Reciprocal Networks is an organisational model articulated by Jan Wilmake in a 2024 essay ("Why I Won't Join Your Startup") as an alternative to both traditional co-founder startups and conventional employment. The model replaces interpersonal trust with contractual and technical reciprocity: each participant runs a genuinely independent one-person company, and the network coheres through reliable API integrations and reciprocal service agreements rather than shared equity, shared offices, or shared vision documents.[1]
Jan's critique of the standard startup model:
After seven years of building independently — spending over 10,000 hours on a budget under €30,000 per year — Jan concluded that the personal cost of co-founder failure was higher than the benefit of having a technical or business counterpart.
| Dimension | Traditional Startup | Reciprocal Network |
|---|---|---|
| Unit | Co-founder team | One-person company |
| Cohesion mechanism | Trust + shared equity | Contracts + reliable APIs |
| Vision alignment | Required | Not required |
| Failure mode | Interpersonal breakdown | Contract renegotiation |
| Pivot cost | High (requires consensus) | Low (each unit independent) |
| Scale mechanism | Hiring | Expanding the network |
Each participant in the network provides specific services or value to others. The whole creates a robust ecosystem without any single point of interpersonal failure.
Jan identified why this model hasn't taken hold: "The main reason this doesn't exist yet, in my view, is because when we rely on something we cannot trust 100% we often end up having to migrate away from it and exchange it for another service."[1]
Migration between services is currently expensive and human-intensive. This is exactly the problem ActionSchema addresses — vendor lock-in elimination through API abstraction, normalisation, and AI-assisted integration.
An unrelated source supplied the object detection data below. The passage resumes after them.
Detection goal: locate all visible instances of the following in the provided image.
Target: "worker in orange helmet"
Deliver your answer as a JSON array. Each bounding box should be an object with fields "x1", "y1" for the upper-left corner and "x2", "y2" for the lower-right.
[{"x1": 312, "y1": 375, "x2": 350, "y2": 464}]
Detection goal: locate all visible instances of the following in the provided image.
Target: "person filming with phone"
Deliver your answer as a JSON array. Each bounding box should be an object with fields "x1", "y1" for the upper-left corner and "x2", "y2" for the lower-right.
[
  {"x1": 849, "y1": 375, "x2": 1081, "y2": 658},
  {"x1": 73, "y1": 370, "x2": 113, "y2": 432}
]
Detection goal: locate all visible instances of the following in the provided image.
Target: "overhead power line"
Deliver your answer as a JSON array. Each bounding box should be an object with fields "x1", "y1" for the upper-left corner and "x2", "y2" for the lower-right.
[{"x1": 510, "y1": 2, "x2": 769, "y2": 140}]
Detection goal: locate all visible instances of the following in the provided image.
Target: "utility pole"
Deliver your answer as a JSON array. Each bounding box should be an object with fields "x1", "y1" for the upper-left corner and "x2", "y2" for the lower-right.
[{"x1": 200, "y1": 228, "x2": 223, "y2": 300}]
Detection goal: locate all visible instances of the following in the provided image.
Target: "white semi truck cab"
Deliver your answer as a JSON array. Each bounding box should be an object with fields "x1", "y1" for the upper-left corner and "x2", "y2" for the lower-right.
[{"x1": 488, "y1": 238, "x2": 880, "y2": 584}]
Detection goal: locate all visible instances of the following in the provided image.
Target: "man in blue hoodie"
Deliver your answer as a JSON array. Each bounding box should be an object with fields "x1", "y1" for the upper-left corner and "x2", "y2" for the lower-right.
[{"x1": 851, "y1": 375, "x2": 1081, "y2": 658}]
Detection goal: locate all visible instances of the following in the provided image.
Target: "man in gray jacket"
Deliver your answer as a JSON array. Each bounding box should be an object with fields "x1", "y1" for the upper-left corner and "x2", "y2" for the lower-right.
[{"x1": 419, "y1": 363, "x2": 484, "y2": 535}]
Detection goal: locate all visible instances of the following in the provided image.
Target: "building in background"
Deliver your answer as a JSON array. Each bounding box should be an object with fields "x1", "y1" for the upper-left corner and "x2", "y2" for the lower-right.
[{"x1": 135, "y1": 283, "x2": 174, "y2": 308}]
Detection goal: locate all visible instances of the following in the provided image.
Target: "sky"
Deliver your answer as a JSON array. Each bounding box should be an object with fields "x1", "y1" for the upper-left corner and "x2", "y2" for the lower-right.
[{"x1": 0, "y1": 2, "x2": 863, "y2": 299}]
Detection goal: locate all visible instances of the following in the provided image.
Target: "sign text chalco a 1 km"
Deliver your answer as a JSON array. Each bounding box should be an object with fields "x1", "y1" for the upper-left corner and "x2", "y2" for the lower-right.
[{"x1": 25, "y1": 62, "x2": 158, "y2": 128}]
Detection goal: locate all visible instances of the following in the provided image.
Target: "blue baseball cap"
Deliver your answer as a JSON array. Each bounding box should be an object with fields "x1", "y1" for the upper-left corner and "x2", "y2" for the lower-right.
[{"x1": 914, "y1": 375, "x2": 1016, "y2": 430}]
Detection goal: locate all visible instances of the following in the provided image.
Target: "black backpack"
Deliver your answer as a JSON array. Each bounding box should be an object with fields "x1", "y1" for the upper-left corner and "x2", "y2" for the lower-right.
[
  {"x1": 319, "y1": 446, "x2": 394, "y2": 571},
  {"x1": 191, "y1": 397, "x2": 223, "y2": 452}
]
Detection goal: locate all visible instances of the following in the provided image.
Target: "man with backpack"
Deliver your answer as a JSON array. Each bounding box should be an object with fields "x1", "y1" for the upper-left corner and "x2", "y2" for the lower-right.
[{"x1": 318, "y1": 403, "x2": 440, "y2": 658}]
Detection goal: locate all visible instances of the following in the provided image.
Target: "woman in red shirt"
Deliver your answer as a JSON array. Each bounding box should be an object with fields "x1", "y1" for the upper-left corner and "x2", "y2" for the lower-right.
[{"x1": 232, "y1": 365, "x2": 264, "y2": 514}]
In a world where switching from one service provider to another takes minutes rather than months, the network model becomes viable: each node can be replaced without destabilising the whole.
Jan noted that AI agents amplify this model. Humans are unreliable partners: limited hours, changing motivations, emotional friction. AI agents are programs — replicable, composable, open-sourceable. A network of one-person companies where each person's operational capacity is multiplied by AI agents has far greater surface area than a conventional team of equivalent headcount.
His 2026 formulation from the Parallel role post: building independent, profitable products using MCP and agent standards, then selling them — a one-person company operating on an agentic internet substrate.[2]